Evidence-Informed Development
Grounded in published evidence
Pacslens triage models are designed against the published literature on AI-assisted radiology for critical findings. We cite our sources.
Our Approach
How we interpret the evidence
AI triage claims in radiology require published sensitivity and specificity benchmarks from peer-reviewed sources. We do not make unsupported accuracy claims. The citations below represent the published literature that informs our model development targets — not proprietary unpublished claims.
At angel-funded, Pacslens has not yet published its own prospective trial data. The evidence table below references published studies on FDA-cleared competitor devices as the landscape context within which we design and position our models. This is an honest framing: competitor clearances validate the indication categories; our own clinical validation work is ongoing.

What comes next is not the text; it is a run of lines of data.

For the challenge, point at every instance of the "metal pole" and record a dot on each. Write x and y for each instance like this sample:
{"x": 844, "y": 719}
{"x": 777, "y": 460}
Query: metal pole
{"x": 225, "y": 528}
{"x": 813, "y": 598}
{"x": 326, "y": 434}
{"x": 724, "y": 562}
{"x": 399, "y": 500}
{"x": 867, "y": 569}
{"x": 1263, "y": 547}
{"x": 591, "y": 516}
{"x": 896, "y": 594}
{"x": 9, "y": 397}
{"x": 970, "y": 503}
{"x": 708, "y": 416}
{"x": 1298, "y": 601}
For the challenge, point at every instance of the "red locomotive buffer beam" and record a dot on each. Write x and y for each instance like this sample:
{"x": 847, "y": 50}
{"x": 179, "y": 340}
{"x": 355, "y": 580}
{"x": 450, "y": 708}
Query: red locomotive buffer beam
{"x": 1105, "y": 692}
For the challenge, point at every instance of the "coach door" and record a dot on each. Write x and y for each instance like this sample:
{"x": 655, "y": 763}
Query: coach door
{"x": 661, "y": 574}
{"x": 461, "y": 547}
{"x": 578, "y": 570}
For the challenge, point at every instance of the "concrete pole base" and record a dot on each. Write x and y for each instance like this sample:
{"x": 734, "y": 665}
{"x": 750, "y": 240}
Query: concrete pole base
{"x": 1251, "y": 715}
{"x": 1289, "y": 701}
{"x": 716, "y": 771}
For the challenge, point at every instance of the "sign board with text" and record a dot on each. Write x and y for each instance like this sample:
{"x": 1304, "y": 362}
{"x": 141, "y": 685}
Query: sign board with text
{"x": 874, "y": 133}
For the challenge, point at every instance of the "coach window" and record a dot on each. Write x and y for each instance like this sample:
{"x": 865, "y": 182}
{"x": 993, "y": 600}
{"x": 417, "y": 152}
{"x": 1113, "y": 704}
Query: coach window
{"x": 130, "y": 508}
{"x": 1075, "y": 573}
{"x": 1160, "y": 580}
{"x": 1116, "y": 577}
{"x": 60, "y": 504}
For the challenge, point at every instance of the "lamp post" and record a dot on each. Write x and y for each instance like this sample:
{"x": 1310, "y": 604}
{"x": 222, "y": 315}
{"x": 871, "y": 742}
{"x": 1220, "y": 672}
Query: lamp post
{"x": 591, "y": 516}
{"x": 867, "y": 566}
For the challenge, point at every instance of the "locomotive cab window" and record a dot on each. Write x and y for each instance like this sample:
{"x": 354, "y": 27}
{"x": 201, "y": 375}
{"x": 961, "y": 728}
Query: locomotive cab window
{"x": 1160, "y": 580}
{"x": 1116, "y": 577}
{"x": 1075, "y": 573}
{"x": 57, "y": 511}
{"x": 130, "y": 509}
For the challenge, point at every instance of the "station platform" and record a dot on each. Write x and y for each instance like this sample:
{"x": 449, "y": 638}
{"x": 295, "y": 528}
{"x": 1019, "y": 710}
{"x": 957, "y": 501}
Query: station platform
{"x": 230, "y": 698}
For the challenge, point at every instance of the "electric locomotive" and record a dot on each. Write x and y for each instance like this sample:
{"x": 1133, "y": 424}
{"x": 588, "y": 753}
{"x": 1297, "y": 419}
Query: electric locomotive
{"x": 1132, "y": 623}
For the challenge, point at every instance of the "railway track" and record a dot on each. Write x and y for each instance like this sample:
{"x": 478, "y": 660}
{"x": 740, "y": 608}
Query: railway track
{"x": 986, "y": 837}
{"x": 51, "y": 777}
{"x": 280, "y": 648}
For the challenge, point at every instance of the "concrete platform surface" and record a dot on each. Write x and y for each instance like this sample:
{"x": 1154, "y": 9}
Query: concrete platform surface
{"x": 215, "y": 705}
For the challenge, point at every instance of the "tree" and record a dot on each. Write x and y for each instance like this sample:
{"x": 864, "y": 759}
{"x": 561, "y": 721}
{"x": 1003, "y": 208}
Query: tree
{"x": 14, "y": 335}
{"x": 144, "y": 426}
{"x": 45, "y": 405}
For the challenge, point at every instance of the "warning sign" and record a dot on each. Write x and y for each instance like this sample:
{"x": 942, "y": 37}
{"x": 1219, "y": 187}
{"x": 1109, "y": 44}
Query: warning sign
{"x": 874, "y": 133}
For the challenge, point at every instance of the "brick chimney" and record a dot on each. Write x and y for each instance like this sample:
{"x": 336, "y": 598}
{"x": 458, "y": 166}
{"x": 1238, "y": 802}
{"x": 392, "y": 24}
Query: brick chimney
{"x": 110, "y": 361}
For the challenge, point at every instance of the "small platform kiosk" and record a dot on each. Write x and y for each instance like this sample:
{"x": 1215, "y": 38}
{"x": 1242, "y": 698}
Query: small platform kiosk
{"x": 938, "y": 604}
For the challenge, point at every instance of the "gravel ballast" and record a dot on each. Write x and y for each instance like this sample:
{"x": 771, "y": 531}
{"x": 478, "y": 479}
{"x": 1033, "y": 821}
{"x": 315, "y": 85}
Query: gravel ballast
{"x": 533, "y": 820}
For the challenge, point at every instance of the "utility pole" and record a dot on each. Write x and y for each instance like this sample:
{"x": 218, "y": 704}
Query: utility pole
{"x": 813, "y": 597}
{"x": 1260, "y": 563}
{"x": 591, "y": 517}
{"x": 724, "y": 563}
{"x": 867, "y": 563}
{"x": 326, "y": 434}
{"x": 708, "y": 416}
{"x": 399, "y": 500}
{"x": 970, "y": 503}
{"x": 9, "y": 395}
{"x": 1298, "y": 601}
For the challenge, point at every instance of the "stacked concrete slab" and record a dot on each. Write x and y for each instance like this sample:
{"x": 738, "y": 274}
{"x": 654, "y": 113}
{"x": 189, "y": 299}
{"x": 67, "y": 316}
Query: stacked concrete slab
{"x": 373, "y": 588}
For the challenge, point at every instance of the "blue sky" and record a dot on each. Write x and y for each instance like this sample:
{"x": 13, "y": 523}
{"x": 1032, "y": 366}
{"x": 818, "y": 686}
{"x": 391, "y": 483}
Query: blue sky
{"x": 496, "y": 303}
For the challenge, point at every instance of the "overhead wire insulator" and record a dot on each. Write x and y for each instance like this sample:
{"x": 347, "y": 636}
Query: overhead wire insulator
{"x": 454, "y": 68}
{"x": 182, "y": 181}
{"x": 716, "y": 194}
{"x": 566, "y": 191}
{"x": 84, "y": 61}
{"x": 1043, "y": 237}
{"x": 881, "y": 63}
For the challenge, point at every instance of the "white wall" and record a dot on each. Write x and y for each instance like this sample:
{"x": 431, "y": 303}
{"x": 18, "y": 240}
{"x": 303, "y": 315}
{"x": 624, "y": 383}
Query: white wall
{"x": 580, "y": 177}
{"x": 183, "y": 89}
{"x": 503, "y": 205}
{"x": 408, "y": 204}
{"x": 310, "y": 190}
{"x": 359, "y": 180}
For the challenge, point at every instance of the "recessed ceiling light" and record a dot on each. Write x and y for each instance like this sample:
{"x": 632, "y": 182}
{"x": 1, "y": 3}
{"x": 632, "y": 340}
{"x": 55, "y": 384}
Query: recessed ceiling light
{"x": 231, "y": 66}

Important: Sensitivity and specificity figures cited below come from published peer-reviewed literature and FDA 510(k) submissions for cleared third-party devices. These are not Pacslens performance claims. Pacslens is not FDA-cleared. See our regulatory pathway section.
Literature Review
Published literature by indication
| Indication | Context & Reference | Published Finding |
|---|---|---|
| LVO | Viz.ai LVO detection — FDA cleared K193482; multiple published validation studies (Stroke, 2021) | Sensitivity 91–95%, Specificity 88–94% in published retrospective cohorts. Referenced by Viz.ai in 510(k) K193482 predicate context. |
| ICH | Aidoc ICH — FDA cleared K183327; NEJM Evidence 2023 AI triage study on acute ICH pathway | Significant time-to-read reduction in acute ICH pathway. Study demonstrated reduced door-to-read time for STAT ICH findings in community hospital setting. |
| PE | Multiple CTPA AI detection studies (Radiology 2020, European Radiology Supplements 2022) | AUC 0.90–0.94 for central PE detection in retrospective series. Performance decreases for subsegmental PE — an acknowledged limitation in the literature. |
| Aortic Dissection | Emerging literature; FDA 510(k) clearances in progress from multiple vendors at time of writing | Limited prospective data available in public literature. Pacslens model currently validated on retrospective holdout dataset only — not cleared for clinical use. |
| Pneumothorax | Multiple CXR/CT AI studies; RapidAI (K201992) and Aidoc (K203804) published validation data | High sensitivity for moderate-large pneumothorax on CT. Limited prospective data for tension PTX specifically — differentiated from simple PTX in few published series. |
FDA K-numbers reference the public FDA 510(k) database for third-party cleared devices. These are cited for literature context only, not as Pacslens clearance claims. Pacslens has no FDA clearance at this time.
Regulatory Status
Our regulatory pathway
Pacslens is preparing 510(k) submissions for selected indications under FDA Class II medical device regulations (21 CFR Part 892). We expect to reference published predicate devices including Aidoc (K203804), Viz.ai (K193482), and RapidAI (K193346) in our submissions.
Until FDA clearance is obtained, Pacslens is available for evaluation and pilot deployment in non-diagnostic-primary-read contexts — as a prioritization aid, not a diagnostic device. The radiologist remains the responsible party for all clinical reads.
CURRENT STATUS
FDA 510(k) submission in progress for LVO and ICH indications. No clearance yet.
PREDICATE DEVICES
K203804 · K193482 · K193346 · K183327
REGULATORY CLASS
FDA Class II medical device, 21 CFR Part 892 (radiology AI software).